In order to get an idea of what sort of write performance we can expect most of the time, we can look at the mean write latency over the same set of experiment data:
Here it’s clear that xfs gives better results, with the average write beating all ext4 modes by a few hundred microseconds. Interestingly, in the average case, pre-allocating and priming files seems to give the best results for both file-systems. This result fits better with intuition, since writes to existing cache-hot pages should be doing less work.
So far, the average and worst-case latencies seem to be best served by using xfs with sparsely allocated files. Looking more closely at the results however shows that ext4 has a better four-nines latency profile when writing to fully-primed journal files:
Still, since we are mostly concerned with long-tail latency, xfs is the winner so far.
Digging Deeper
You wanted a free lunch?
We have another workload for which we care about the file-system performance – one of our other services performs fast append-only writes to a number of journal files, but also requires that random-access reads can be done on those files.
Since we had such good results using xfs for our core services, we naturally thought it would be worth trying out for other services. Switching to xfs on the mixed-mode workload was disastrous however, with frequent long stalls on the writer thread. No such long stalls were observed when using ext4 for this workload.
When performing a file read using the read syscall, we end up calling the vfs_read function, which in turn delegates the call to the file-system’s file_operations struct by invoking the read method. In the case of both xfs and ext4, the file_operations‘ read method is a pointer to the new_sync_read function.
Here’s where things start to get interesting. The ext4 file_operations simply forward the read_iter call to generic_file_read_iter, which ends up invoking do_generic_file_read, the function that actually reads data from the kernel’s page cache.

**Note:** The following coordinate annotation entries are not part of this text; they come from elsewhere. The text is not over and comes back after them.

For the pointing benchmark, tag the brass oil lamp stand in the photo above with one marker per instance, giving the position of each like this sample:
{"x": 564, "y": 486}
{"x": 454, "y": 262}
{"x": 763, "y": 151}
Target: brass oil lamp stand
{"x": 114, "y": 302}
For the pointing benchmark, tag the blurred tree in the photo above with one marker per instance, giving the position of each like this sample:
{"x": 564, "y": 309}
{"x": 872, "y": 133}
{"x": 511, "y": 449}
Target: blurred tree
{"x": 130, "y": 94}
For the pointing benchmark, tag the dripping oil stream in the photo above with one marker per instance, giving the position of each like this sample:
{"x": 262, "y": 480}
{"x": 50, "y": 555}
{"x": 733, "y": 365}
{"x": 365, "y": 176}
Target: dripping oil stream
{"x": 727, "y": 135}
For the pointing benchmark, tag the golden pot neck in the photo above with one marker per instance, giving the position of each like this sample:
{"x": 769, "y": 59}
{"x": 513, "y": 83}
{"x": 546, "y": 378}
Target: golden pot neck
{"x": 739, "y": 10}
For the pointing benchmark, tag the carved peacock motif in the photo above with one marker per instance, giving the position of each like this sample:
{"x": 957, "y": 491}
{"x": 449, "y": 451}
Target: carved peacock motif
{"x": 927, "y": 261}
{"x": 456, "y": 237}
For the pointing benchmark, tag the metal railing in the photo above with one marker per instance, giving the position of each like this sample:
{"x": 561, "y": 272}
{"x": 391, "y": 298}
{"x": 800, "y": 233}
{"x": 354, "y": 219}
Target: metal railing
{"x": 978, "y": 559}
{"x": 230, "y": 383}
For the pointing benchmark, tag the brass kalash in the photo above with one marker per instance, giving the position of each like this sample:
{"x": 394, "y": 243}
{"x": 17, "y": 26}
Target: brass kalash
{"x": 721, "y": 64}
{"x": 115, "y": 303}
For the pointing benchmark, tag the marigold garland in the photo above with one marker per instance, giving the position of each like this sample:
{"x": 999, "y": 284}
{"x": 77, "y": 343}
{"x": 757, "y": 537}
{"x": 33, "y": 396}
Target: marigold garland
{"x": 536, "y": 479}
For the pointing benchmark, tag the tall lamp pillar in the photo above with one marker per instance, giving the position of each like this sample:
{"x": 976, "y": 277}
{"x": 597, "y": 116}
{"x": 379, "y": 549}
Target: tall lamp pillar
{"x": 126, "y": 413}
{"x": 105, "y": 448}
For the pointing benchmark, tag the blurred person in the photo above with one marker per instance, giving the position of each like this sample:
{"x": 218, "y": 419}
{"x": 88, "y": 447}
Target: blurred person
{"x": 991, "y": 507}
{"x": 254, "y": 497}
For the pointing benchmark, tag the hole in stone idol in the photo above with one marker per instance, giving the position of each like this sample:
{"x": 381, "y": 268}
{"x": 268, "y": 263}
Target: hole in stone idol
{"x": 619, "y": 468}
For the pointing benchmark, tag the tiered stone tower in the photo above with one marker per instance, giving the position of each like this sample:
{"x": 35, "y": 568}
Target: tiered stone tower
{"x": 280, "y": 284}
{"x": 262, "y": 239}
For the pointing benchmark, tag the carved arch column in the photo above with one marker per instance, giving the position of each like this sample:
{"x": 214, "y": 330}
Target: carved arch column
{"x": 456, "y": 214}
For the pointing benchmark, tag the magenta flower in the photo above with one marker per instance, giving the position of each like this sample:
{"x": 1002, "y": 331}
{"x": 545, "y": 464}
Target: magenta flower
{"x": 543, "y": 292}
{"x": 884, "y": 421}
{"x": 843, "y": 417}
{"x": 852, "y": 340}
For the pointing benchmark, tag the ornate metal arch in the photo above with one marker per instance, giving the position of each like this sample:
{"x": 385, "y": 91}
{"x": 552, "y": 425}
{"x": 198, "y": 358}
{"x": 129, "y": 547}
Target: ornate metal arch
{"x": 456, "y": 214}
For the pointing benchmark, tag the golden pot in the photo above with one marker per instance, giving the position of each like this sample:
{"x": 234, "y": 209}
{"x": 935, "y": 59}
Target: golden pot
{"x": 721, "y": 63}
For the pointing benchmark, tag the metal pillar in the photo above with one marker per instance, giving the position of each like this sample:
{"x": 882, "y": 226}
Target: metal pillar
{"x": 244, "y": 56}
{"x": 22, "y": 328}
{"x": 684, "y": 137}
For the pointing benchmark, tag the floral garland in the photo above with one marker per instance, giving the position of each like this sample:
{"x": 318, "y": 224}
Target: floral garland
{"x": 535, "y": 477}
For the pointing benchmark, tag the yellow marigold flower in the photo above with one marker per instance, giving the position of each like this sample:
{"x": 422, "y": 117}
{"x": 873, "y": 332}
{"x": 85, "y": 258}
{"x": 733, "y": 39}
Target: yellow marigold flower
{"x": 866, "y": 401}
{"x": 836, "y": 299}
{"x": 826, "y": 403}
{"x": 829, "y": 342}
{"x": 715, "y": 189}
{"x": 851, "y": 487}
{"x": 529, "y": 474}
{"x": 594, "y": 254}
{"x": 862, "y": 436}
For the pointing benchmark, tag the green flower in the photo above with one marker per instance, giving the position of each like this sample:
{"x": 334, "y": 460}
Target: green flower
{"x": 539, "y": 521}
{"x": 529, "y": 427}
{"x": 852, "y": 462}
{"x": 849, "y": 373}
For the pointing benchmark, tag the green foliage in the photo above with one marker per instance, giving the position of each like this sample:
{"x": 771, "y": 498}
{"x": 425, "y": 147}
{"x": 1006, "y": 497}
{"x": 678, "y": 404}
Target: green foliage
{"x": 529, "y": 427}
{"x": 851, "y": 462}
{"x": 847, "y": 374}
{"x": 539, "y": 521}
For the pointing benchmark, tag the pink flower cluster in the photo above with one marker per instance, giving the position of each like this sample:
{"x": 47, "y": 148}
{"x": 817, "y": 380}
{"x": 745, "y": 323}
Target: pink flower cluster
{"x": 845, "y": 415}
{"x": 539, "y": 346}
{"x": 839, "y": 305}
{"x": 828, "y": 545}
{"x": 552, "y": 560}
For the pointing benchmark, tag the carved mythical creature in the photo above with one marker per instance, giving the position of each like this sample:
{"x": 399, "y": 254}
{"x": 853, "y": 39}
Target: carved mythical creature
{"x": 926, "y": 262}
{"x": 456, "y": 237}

The behaviour of xfs differs in that when read_iter is called, it delegates to xfs_file_read_iter. The xfs-specific function wraps its own call to generic_file_read_iter in a lock:
So, in order to perform a file read in xfs, it is necessary to acquire a read-lock for the file. The locks used in xfs are the kernel’s multi-reader locks, which allow a single writer or multiple readers.
In order to perform a write to an xfs-managed file, the writer must acquire an exclusive write lock:
Herein lies the problem we encountered. If you want to write to an xfs-managed file, you need an exclusive lock. If reads are in progress, the writer will block until they are complete. Likewise, reads will not occur until the current write completes.
In summary, xfs seems to be a safer option than ext4 from a data-integrity point of view, since no reads will ever occur while a writer is modifying a file’s pages. There is a cost to this safety however, and whether it’s the correct choice will be dependent on the particular workload.
Conclusion
Since moving to using xfs as our journalling file-system, we have observed no re-occurrence of the periodic latency spikes seen when running on ext4. This improvement is highly workload-dependent, and the findings presented here will not suit all cases.
When making changes to the system underlying your application, be it kernel, file-system, or hardware, it is important to re-validate any tunings or features implemented in the name of improved performance. What holds true for one configuration may not have the same positive impact, or could even have a negative impact on a different configuration.